Rezo for President – Nestlé vor Gericht

Kleine Ermutigung zum Nachdenken

Rezo for President – Nestlé vor Gericht

YouTuber Rezo treibt eine Presse vor sich her, der allmählich das Gespür für die Relevanz ihrer Themen abhanden zu kommen scheint.

Rezo wird Kanzler.  CDU und SPD haben erkannt, dass sie außer Dampfgeplauder nichts mehr zustande bringen und danken freiwillig ab. Sie geben Rezo freie Bahn für seine bessere Welt. Die Freitagsdemonstrationen der Schüler sind beendet. Gretas Heiligenschein verglimmt – ihre Wahl zur EU-Kommissionspräsidentin ist besiegelt. 

Beim Blick in die Tagespresse scheint dieses Szenario inzwischen gar nicht mehr so abwegig. Die tägliche Gier nach Rezos jüngsten Verunglimpfungen von Politik und Partei bereitet den Boden. Als handele es sich um das Levé des Sonnenkönigs, lässt man sich inzwischen die täglichen Aufreger in die Computertasten diktieren. Heute wird Julia Klöckner abgewatscht wegen angeblicher Schleichwerbung. Rezo will es so. 

Fakt ist, Klöckner hat ein Video mit Nestlé-Chef Marc-Aurel Boers getwittert. Sie bedankt sich, dass Nestlé ihrer Forderung nach weniger Fett in der Fertignahrung nachkommt. 

Rezo spricht: „Hätte ich exakt diesen Tweet mit genau so einem Video gepostet, hätte ich es als #Werbung kennzeichnen müssen." Und weil der 26-Jährige die Fans hat, die die klassischen Medien gerne als Leser hätten, gibt man sich dort verständnisvoll, verschärft: man wanzt sich dem YouTuber an. 

Die behauptete Schleichwerbung braucht der YouTuber erst gar nicht zu begründen. Diese Interpretation nimmt ihm die Presse gerne ab. Eine renommierte Tageszeitung der Holzbrinck-Gruppe sieht in Klöckners Freude, dass man sich über die Philosophie von Nestlé ausgetauscht habe, bereits ein einschmeichelndes „Flöten“ und zitiert vorauseilend die Richtlinien für „Posts, die als Werbung zu kennzeichnen sind, sobald sie eine Werbewirkung für Unternehmen und dessen Dienstleistung erfüllen oder es sich um Beiträge handelt, für die Nutzer von Unternehmen entlohnt werden.“  

Was die Zeitung offenbar vergessen hat: Klöckner ist keine von Followern abhängige YouTuberin. Sie hat ein Ministeramt mit politischem Auftrag. Eine „Geschäftsbeziehung“ mit Unternehmen ergibt sich daraus nur insofern als es ihre Aufgabe und Pflicht ist, den Rahmen abzustecken, innerhalb dem die Wirtschaft agiert. Im konkreten Fall handelt es sich um eine im politischen und gesellschaftlichen Konsens von Klöckner mit der Industrie ausgehandelte Selbstverpflichtung zu weniger Zucker, Salz und gesättigten Fettsäuren in Fertignahrungsmitteln bis 2025 – in einzelnen Schritten und überprüfbar. 

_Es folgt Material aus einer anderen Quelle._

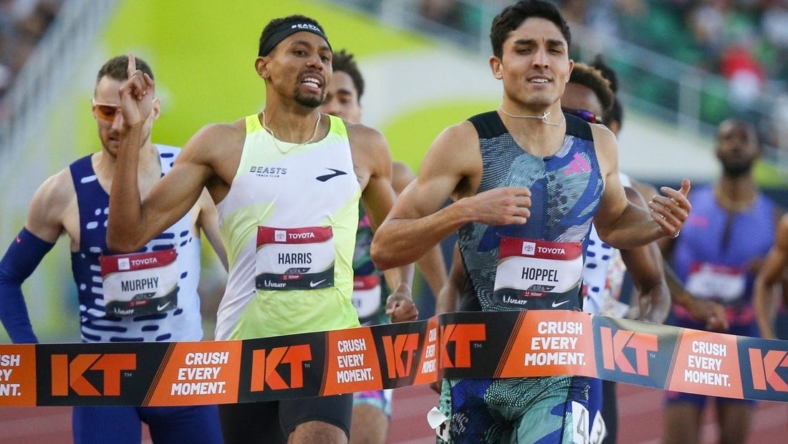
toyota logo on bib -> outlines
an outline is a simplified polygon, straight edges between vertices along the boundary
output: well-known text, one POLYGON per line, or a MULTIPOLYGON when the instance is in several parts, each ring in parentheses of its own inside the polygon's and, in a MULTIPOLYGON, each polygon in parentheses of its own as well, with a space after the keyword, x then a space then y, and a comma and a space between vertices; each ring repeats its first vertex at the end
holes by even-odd
POLYGON ((534 253, 536 253, 536 244, 533 242, 523 242, 523 254, 533 256, 534 253))
POLYGON ((122 257, 118 259, 118 270, 130 270, 131 266, 129 265, 129 258, 122 257))

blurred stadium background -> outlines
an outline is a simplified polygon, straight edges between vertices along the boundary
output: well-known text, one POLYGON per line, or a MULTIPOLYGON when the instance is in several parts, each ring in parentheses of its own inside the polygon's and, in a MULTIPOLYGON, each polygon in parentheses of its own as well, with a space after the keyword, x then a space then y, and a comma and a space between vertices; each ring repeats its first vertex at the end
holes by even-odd
MULTIPOLYGON (((265 91, 253 61, 263 26, 274 17, 312 16, 334 49, 358 57, 367 81, 365 123, 386 135, 395 159, 418 171, 444 127, 500 103, 487 63, 488 34, 494 15, 510 3, 0 0, 0 241, 10 242, 20 230, 44 179, 100 149, 90 98, 98 68, 112 56, 133 52, 151 64, 162 98, 154 142, 181 146, 207 123, 260 110, 265 91)), ((741 117, 754 122, 765 141, 759 183, 788 207, 788 1, 556 3, 570 20, 572 57, 590 61, 603 54, 619 74, 624 172, 655 185, 675 185, 682 177, 709 182, 718 173, 715 126, 741 117)), ((447 258, 451 242, 445 242, 447 258)), ((79 340, 70 256, 66 242, 60 244, 24 286, 45 342, 79 340)), ((204 255, 201 284, 206 338, 213 335, 225 279, 212 255, 204 255)), ((419 280, 415 290, 422 316, 430 316, 427 286, 419 280)), ((4 331, 0 342, 8 342, 4 331)), ((622 417, 620 442, 658 442, 660 396, 622 390, 629 402, 622 403, 622 415, 632 422, 622 417)), ((430 442, 424 415, 435 396, 425 387, 396 396, 403 401, 395 404, 395 416, 413 426, 395 423, 392 442, 430 442)), ((752 442, 783 442, 788 408, 761 408, 752 442)), ((0 442, 70 442, 67 419, 63 409, 0 409, 0 442), (28 431, 53 428, 46 437, 25 438, 28 431)), ((711 432, 706 438, 713 442, 711 432)))

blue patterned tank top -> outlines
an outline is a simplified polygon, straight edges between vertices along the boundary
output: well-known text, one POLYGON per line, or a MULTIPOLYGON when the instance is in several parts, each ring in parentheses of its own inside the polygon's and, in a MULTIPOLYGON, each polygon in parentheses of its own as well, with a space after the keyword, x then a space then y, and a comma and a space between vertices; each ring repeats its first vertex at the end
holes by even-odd
MULTIPOLYGON (((167 173, 180 149, 157 145, 162 175, 167 173)), ((71 177, 79 206, 79 251, 71 253, 71 270, 77 284, 83 342, 199 341, 202 339, 200 299, 200 239, 193 237, 187 214, 140 252, 177 251, 177 309, 144 316, 110 316, 99 258, 108 255, 107 215, 109 195, 93 170, 92 156, 71 164, 71 177)))
POLYGON ((591 127, 566 117, 564 143, 538 157, 512 138, 497 112, 472 117, 483 173, 477 193, 501 187, 531 190, 531 217, 523 225, 470 223, 458 231, 469 276, 463 310, 580 308, 583 244, 604 182, 591 127))

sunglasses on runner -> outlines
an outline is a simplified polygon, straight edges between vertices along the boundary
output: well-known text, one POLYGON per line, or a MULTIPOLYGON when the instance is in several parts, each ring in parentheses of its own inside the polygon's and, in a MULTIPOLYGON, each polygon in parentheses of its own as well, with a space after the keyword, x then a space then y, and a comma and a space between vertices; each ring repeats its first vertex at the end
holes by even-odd
POLYGON ((588 123, 602 123, 602 118, 586 109, 561 108, 561 111, 580 117, 588 123))
POLYGON ((96 99, 90 99, 90 101, 93 103, 93 112, 96 114, 96 117, 101 120, 113 122, 115 120, 115 115, 120 112, 120 105, 99 103, 96 102, 96 99))

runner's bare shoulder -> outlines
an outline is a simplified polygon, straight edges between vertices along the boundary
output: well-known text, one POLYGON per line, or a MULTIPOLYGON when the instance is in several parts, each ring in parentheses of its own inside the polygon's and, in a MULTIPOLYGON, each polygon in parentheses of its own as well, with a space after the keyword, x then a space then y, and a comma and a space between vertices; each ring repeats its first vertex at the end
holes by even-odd
POLYGON ((246 139, 244 119, 232 123, 211 123, 202 127, 183 147, 182 157, 213 164, 243 149, 246 139))
POLYGON ((351 146, 363 147, 364 149, 385 149, 388 151, 388 143, 383 133, 361 123, 350 123, 345 121, 348 139, 351 146))

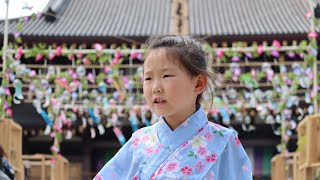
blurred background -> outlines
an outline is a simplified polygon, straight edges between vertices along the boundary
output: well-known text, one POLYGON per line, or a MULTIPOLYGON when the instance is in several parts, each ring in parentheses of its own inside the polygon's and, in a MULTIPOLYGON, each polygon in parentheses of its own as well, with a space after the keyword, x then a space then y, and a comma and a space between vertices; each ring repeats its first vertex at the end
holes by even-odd
POLYGON ((320 123, 297 133, 319 121, 318 18, 316 0, 0 0, 0 144, 17 179, 92 179, 157 120, 144 42, 180 34, 210 55, 203 106, 238 132, 254 179, 303 179, 299 153, 319 178, 320 123))

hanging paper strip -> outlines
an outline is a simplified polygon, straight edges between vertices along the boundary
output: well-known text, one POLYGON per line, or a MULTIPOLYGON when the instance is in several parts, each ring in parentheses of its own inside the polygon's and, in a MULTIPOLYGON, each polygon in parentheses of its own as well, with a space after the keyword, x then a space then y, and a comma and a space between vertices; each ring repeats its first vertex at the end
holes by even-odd
POLYGON ((114 132, 114 134, 116 134, 121 146, 123 146, 126 143, 126 139, 125 139, 124 135, 122 134, 120 128, 114 127, 113 132, 114 132))
POLYGON ((146 118, 146 110, 144 108, 141 108, 141 119, 142 122, 146 124, 146 126, 151 126, 150 121, 146 118))
POLYGON ((272 148, 264 148, 263 150, 263 164, 262 174, 268 176, 271 174, 271 158, 273 156, 272 148))
POLYGON ((23 99, 23 95, 22 95, 22 82, 20 79, 15 79, 13 81, 13 86, 15 88, 15 93, 14 96, 19 99, 22 100, 23 99))
POLYGON ((88 108, 88 113, 89 113, 89 115, 92 118, 94 123, 96 123, 96 124, 100 123, 100 118, 94 115, 93 108, 88 108))
POLYGON ((130 124, 131 124, 131 127, 132 127, 132 131, 136 132, 139 129, 139 127, 138 127, 138 118, 137 118, 137 115, 134 112, 134 110, 130 111, 129 120, 130 120, 130 124))
POLYGON ((50 125, 50 126, 53 125, 53 120, 49 117, 49 115, 47 114, 47 112, 45 112, 44 110, 42 110, 42 111, 40 112, 40 115, 41 115, 41 117, 44 119, 44 121, 45 121, 48 125, 50 125))

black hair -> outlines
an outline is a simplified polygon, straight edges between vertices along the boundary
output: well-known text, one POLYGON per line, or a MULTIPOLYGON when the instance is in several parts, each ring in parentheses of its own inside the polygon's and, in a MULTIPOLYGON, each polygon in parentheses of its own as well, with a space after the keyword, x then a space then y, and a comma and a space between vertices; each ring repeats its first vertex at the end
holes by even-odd
MULTIPOLYGON (((190 36, 180 35, 157 35, 151 36, 147 43, 147 54, 152 50, 158 48, 166 48, 166 52, 170 55, 178 56, 179 61, 183 67, 187 70, 191 76, 197 76, 200 74, 206 75, 208 80, 211 80, 212 84, 208 83, 213 99, 214 89, 211 86, 215 85, 216 79, 214 79, 214 73, 208 69, 209 56, 203 50, 202 43, 190 36)), ((199 94, 196 99, 196 105, 200 105, 202 95, 199 94)), ((211 104, 212 106, 212 104, 211 104)))

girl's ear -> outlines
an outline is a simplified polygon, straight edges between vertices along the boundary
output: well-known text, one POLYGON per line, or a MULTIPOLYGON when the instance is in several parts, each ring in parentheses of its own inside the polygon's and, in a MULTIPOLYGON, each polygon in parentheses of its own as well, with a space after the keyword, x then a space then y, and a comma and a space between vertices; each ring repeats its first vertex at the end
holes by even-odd
POLYGON ((200 74, 196 77, 196 79, 197 79, 197 82, 196 82, 195 92, 197 94, 201 94, 208 84, 208 77, 206 75, 200 74))

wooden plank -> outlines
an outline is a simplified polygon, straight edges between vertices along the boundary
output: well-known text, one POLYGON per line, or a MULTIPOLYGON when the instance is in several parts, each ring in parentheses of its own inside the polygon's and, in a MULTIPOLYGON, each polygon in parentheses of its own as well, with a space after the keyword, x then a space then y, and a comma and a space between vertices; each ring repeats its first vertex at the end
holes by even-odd
POLYGON ((271 159, 271 178, 274 180, 287 179, 285 175, 285 158, 283 154, 271 159))
POLYGON ((23 180, 22 127, 12 119, 0 119, 0 144, 16 172, 16 179, 23 180))
POLYGON ((309 167, 320 162, 320 114, 306 116, 297 127, 299 144, 299 166, 309 167))
POLYGON ((24 155, 23 161, 30 164, 30 179, 69 179, 69 161, 63 156, 53 156, 46 154, 24 155), (55 164, 52 166, 51 159, 55 164))

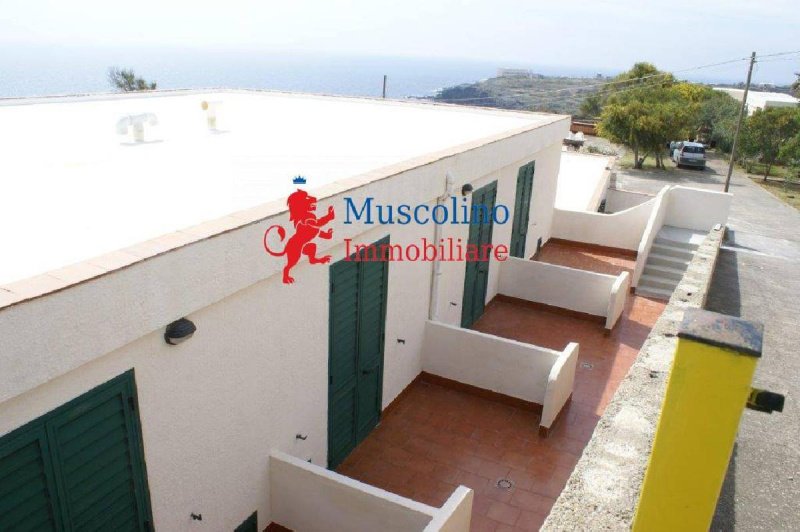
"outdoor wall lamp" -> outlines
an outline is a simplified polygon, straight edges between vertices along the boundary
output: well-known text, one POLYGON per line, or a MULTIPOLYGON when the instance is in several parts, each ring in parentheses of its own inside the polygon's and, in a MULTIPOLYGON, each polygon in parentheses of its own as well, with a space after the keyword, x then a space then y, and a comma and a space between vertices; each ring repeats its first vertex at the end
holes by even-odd
POLYGON ((469 183, 467 183, 466 185, 461 187, 461 195, 462 196, 466 196, 466 195, 471 194, 471 193, 472 193, 472 185, 470 185, 469 183))
POLYGON ((186 318, 181 318, 167 325, 167 330, 164 332, 164 340, 169 345, 178 345, 191 338, 196 330, 197 327, 195 327, 194 323, 186 318))

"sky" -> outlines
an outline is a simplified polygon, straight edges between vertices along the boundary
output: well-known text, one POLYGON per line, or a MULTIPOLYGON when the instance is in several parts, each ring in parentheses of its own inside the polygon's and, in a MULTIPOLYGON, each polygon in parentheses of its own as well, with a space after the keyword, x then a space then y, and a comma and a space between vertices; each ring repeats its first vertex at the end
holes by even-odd
MULTIPOLYGON (((147 46, 493 61, 613 73, 800 50, 796 0, 0 0, 0 46, 147 46)), ((13 49, 13 48, 12 48, 13 49)), ((766 58, 765 58, 766 59, 766 58)), ((800 54, 760 62, 789 83, 800 54)), ((744 62, 687 72, 743 80, 744 62)))

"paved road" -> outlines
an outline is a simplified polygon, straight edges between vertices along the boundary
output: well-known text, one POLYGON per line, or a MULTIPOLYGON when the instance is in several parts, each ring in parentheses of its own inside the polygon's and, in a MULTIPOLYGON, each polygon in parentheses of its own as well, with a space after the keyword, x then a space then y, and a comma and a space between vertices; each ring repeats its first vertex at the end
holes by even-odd
MULTIPOLYGON (((704 172, 620 171, 617 187, 722 190, 726 169, 712 160, 704 172)), ((800 212, 738 172, 731 192, 706 307, 765 324, 755 385, 785 394, 786 405, 782 414, 745 411, 712 530, 800 530, 800 212)))

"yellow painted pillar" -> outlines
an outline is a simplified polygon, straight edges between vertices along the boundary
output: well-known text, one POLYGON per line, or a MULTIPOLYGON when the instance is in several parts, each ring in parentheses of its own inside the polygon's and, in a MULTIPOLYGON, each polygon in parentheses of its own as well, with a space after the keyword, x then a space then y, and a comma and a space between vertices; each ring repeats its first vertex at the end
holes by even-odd
POLYGON ((706 531, 761 356, 763 326, 688 310, 633 530, 706 531))

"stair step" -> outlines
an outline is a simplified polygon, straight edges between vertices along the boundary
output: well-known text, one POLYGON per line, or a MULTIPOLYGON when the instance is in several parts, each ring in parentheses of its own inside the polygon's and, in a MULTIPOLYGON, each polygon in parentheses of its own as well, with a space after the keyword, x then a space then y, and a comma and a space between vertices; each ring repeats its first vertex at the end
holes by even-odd
POLYGON ((639 286, 646 286, 647 288, 662 288, 672 292, 678 286, 680 279, 668 279, 666 277, 657 277, 653 275, 642 275, 639 279, 639 286))
POLYGON ((650 253, 647 256, 647 266, 655 265, 655 266, 667 266, 668 268, 675 268, 678 270, 685 270, 689 265, 689 261, 686 259, 681 259, 679 257, 674 257, 671 255, 661 255, 659 253, 650 253))
POLYGON ((659 266, 658 264, 651 264, 647 261, 644 265, 644 275, 652 275, 654 277, 666 277, 667 279, 675 279, 680 281, 683 274, 686 273, 686 268, 670 268, 669 266, 659 266))
POLYGON ((672 257, 678 257, 686 260, 692 260, 692 257, 694 256, 694 253, 686 248, 655 243, 653 244, 653 247, 650 248, 650 252, 657 253, 659 255, 670 255, 672 257))
POLYGON ((647 286, 637 286, 636 294, 644 297, 652 297, 654 299, 669 299, 672 297, 672 290, 664 290, 663 288, 650 288, 647 286))
POLYGON ((670 238, 658 235, 656 235, 655 243, 662 246, 687 249, 689 251, 695 251, 697 250, 698 247, 700 247, 698 244, 692 244, 691 242, 683 242, 681 240, 672 240, 670 238))

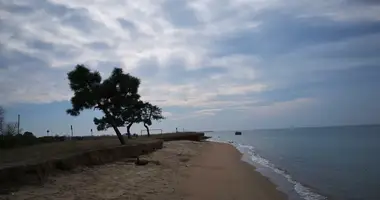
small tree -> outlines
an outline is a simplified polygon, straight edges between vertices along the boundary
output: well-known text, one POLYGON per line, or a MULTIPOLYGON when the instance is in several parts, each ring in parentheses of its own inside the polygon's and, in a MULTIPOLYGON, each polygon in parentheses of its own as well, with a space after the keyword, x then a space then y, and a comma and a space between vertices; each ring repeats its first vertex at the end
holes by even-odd
MULTIPOLYGON (((131 127, 134 123, 138 123, 139 115, 135 106, 128 106, 127 108, 120 108, 120 111, 115 111, 115 122, 118 127, 126 126, 127 127, 127 136, 131 138, 131 127)), ((94 118, 94 123, 97 125, 99 131, 105 130, 110 127, 108 119, 106 117, 94 118)))
POLYGON ((141 109, 141 122, 144 124, 146 128, 148 137, 150 137, 149 126, 152 125, 152 120, 161 119, 165 119, 165 117, 162 116, 162 110, 160 107, 152 105, 148 102, 143 104, 143 107, 141 109))
POLYGON ((26 131, 22 135, 22 143, 23 145, 33 145, 38 143, 38 139, 32 132, 26 131))
POLYGON ((122 117, 127 126, 128 137, 131 137, 131 127, 135 123, 142 122, 142 109, 144 108, 145 103, 142 101, 137 101, 129 108, 122 110, 122 117))
POLYGON ((85 109, 98 109, 104 113, 100 119, 94 118, 98 130, 112 127, 120 143, 125 144, 118 127, 125 121, 122 110, 138 101, 140 80, 130 74, 124 74, 121 68, 114 68, 111 76, 102 82, 99 72, 91 72, 84 65, 77 65, 68 74, 70 88, 74 92, 71 98, 72 108, 67 113, 78 116, 85 109))
POLYGON ((7 136, 16 136, 18 133, 17 133, 17 123, 16 122, 8 122, 5 124, 5 128, 4 128, 4 135, 7 135, 7 136))

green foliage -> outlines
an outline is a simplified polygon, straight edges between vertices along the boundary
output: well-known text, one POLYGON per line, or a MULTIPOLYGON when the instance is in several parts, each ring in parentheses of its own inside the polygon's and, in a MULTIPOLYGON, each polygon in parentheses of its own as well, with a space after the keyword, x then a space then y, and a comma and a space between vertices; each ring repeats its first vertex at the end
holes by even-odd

Dass Rezo hier mal kurzerhand die Geschäftsmodelle von YouTubern auf eine Bundesministerin in Ausübung ihres Amts überträgt, mag man ihm trotz seines Erwachsenenalters noch nachsehen. Nicht so der Tagespresse. Wer erst die AGBs der Sozialen Medien studieren muss, um sich am Ende zu einem „Ist zwar keine Schleichwerbung – hätte sich vielleicht aber nicht so mit einem CEO präsentieren sollen“ durchzuringen, sollte lieber selbst YouTuber werden. Der eh schon schwächelnden Presse erweist er jedenfalls einen Bärendienst.